La détermination de la Chine
Un système aussi vaste que l’ONU peut-il fonctionner sans leadership? Le multilatéralisme peut-il exister sans un leadership de haut en bas assuré par une grande puissance? Pour revenir à l’homéostasie: le vide politique laissé par le retrait américain du système multilatéral peut-il perdurer? Ou une autre puissance viendra-t-elle le combler?
La visite en Suisse du président chinois Xi Jinping en 2017 a montré que les plus hautes autorités chinoises sont déterminées à occuper ce vide. La préparation de milliers de fonctionnaires chinois dans des instituts spécialisés de Pékin et de Shanghai pour qu’ils comprennent en détail les tenants et aboutissants de l’OMC n’est qu’un exemple de cette détermination.

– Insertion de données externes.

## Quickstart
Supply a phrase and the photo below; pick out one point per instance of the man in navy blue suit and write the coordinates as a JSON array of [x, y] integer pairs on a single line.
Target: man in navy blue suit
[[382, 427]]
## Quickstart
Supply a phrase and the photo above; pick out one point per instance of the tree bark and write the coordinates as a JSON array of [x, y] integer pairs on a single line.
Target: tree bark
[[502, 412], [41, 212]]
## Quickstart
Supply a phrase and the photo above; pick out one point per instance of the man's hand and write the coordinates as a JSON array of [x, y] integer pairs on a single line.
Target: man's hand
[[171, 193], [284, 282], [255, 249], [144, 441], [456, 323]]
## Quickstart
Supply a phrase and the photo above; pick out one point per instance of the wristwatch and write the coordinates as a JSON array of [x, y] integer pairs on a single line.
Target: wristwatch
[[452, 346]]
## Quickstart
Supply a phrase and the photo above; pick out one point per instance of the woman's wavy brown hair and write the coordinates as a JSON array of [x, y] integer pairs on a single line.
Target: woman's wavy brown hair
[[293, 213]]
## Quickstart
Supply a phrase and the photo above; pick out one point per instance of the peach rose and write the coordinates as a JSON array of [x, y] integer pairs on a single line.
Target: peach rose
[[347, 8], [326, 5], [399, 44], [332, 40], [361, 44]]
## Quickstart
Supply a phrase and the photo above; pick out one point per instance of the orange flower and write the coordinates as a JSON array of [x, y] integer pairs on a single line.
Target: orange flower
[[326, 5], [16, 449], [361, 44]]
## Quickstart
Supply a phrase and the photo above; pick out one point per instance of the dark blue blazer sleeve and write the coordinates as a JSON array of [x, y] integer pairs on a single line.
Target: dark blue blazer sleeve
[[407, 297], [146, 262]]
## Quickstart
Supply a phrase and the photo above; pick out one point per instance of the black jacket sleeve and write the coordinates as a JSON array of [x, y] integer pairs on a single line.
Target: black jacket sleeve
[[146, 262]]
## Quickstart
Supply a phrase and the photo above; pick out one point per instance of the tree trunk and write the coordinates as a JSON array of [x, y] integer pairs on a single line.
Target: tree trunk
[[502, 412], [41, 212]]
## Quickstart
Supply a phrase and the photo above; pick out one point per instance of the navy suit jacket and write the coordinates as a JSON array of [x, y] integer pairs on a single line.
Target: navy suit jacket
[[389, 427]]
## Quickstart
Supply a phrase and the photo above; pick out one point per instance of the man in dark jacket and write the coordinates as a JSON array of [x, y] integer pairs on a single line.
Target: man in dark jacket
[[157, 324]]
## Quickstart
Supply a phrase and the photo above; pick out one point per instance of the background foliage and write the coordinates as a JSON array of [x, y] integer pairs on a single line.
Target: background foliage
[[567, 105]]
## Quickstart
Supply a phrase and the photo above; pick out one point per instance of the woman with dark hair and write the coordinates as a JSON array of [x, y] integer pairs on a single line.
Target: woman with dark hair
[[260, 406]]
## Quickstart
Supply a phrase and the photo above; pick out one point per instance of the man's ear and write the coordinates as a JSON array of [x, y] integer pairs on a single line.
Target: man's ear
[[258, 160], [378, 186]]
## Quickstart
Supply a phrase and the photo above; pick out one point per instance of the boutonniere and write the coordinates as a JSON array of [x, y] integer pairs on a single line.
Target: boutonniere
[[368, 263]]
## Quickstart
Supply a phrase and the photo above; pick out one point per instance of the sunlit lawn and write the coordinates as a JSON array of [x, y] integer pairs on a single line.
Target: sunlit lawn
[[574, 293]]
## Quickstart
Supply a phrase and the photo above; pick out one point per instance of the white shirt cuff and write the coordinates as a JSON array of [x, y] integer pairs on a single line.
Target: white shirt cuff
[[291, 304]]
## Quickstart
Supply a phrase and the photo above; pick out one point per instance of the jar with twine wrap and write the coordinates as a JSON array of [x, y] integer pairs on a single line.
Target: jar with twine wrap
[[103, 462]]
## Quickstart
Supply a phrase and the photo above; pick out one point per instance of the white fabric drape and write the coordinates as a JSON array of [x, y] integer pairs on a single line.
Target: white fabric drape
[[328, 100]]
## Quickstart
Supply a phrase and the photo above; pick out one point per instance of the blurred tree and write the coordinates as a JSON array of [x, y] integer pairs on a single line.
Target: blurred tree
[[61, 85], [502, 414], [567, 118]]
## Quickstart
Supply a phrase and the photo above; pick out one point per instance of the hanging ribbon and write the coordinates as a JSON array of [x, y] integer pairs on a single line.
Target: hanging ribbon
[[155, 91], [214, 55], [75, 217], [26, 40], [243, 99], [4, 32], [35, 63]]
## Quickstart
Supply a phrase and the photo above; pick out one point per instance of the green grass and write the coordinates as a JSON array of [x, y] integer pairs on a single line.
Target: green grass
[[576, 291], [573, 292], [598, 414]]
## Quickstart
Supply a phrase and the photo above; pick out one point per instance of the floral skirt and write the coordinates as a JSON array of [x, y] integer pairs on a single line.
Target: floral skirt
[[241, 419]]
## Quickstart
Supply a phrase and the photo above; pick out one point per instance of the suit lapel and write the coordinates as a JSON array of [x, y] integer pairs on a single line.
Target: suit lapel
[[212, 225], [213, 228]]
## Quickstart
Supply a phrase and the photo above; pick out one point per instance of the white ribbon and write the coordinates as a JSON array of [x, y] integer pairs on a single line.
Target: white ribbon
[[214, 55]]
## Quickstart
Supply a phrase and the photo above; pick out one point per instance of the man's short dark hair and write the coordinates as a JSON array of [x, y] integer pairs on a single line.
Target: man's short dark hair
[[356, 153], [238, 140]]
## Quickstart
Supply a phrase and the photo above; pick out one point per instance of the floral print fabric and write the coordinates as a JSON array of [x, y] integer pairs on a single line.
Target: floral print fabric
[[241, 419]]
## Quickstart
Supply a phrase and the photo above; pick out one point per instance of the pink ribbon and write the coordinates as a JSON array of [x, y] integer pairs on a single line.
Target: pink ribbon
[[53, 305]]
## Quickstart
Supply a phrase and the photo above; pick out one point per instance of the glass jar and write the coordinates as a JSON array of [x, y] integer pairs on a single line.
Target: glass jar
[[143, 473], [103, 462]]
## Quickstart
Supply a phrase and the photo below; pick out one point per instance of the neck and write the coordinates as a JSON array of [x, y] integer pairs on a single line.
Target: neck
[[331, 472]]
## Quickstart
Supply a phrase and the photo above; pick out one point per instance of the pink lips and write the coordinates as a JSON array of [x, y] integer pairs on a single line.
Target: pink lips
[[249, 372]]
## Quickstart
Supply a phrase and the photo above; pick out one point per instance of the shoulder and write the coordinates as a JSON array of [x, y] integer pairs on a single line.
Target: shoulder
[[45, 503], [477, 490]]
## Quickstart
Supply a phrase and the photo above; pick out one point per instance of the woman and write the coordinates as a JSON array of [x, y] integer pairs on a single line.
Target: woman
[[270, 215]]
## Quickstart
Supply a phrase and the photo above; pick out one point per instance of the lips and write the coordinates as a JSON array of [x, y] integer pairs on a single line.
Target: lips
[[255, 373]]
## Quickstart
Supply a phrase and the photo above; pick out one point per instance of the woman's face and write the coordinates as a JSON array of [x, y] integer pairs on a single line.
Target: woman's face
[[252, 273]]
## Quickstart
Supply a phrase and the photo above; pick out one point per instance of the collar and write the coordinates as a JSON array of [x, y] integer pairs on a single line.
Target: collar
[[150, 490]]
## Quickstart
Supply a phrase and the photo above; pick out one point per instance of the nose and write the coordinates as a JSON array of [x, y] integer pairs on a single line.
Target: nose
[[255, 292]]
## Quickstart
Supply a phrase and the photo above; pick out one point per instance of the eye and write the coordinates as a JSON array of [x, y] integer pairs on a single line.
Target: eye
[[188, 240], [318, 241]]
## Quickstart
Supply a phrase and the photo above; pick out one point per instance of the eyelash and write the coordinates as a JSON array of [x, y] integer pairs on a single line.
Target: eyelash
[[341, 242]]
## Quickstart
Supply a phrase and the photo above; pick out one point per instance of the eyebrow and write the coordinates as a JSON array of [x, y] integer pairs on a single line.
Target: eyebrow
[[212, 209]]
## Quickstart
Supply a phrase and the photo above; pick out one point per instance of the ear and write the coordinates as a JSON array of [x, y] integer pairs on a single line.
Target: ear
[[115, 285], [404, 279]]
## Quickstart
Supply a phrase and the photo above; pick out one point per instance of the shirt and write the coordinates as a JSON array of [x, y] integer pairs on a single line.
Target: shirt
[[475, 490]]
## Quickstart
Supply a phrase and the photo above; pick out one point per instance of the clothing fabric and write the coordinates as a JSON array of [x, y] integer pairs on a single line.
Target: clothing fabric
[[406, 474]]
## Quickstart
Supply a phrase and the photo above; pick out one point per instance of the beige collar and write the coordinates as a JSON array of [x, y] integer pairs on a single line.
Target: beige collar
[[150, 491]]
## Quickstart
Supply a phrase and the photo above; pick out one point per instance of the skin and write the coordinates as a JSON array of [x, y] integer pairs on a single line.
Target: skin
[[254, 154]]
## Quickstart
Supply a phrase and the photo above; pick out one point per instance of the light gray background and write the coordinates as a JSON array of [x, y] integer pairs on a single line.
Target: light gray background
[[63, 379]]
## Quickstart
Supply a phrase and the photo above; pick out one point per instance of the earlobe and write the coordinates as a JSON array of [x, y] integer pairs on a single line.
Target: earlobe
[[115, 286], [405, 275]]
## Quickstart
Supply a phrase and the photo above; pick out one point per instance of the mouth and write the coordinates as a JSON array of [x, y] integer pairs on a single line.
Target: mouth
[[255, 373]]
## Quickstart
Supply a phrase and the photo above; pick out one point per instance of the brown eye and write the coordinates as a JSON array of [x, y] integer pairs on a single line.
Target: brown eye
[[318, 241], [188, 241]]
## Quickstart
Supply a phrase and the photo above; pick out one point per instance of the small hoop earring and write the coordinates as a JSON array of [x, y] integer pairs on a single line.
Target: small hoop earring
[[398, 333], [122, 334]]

Pékin se voit jouer un rôle leader dans ce système. Non seulement Xi Jinping a annoncé en 2017 l’intérêt de son pays pour un leadership multilatéral, mais la Chine a déjà obtenu des résultats. Elle a exercé une influence sur l’OMS qui hésitait à déclarer le coronavirus une urgence de portée internationale, placé Fang Liu à la tête de l’Organisation de l’aviation civile internationale (OACI), placé Houlin Zhao à la tête de l’Union internationale des télécommunications (UIT) et Qu Dongyu comme directeur général de l’Organisation des Nations unies pour l’alimentation et l’agriculture (FAO). La Chinoise Wang Binying est en outre une candidate très sérieuse à la direction générale de l’Organisation mondiale de la propriété intellectuelle (OMPI).
Mon collègue Stephane Bussard, journaliste au quotidien romand Le Temps, se demande si la rivalité sino-américaine ne risque pas de paralyser l’ONU. Peut-être pourrait-on reformuler la question en ces termes: «La Chine veut-elle prendre le contrôle du système multilatéral?» Ou encore: «L’influence multilatérale croissante de la Chine à l’ONU est-elle le complément politique de l’infrastructure physique qu’elle met en place avec son initiative ‘la Ceinture et la Route?»
Personne hors de Chine ne connaît les raisons de l’intérêt soudain de ce pays pour le multilatéralisme. Et il serait inadéquat de s’en prendre à elle à la suite à l’épidémie de coronavirus qui cause tant de dégâts dans ce pays. On le fait déjà trop dans la presse occidentale. Il n’y a cependant pas de doute que la Chine comble le vide laissé par les États-Unis dans le système multilatéral. Qu’on veuille y voir la résurgence de l’empire du Milieu ou le déclin des États-Unis, il n’y a pas de doute que nous assistons à un profond changement.
L’essentiel n’est d’ailleurs pas de savoir si ce changement est précipité par la politique de «l’Amérique d’abord» de Donald Trump ou par le désir de la Chine de reconstituer son empire. Mais un vide est en train de se combler. Dans la nature, les vides ne durent pas longtemps. Dans les systèmes politiques non plus.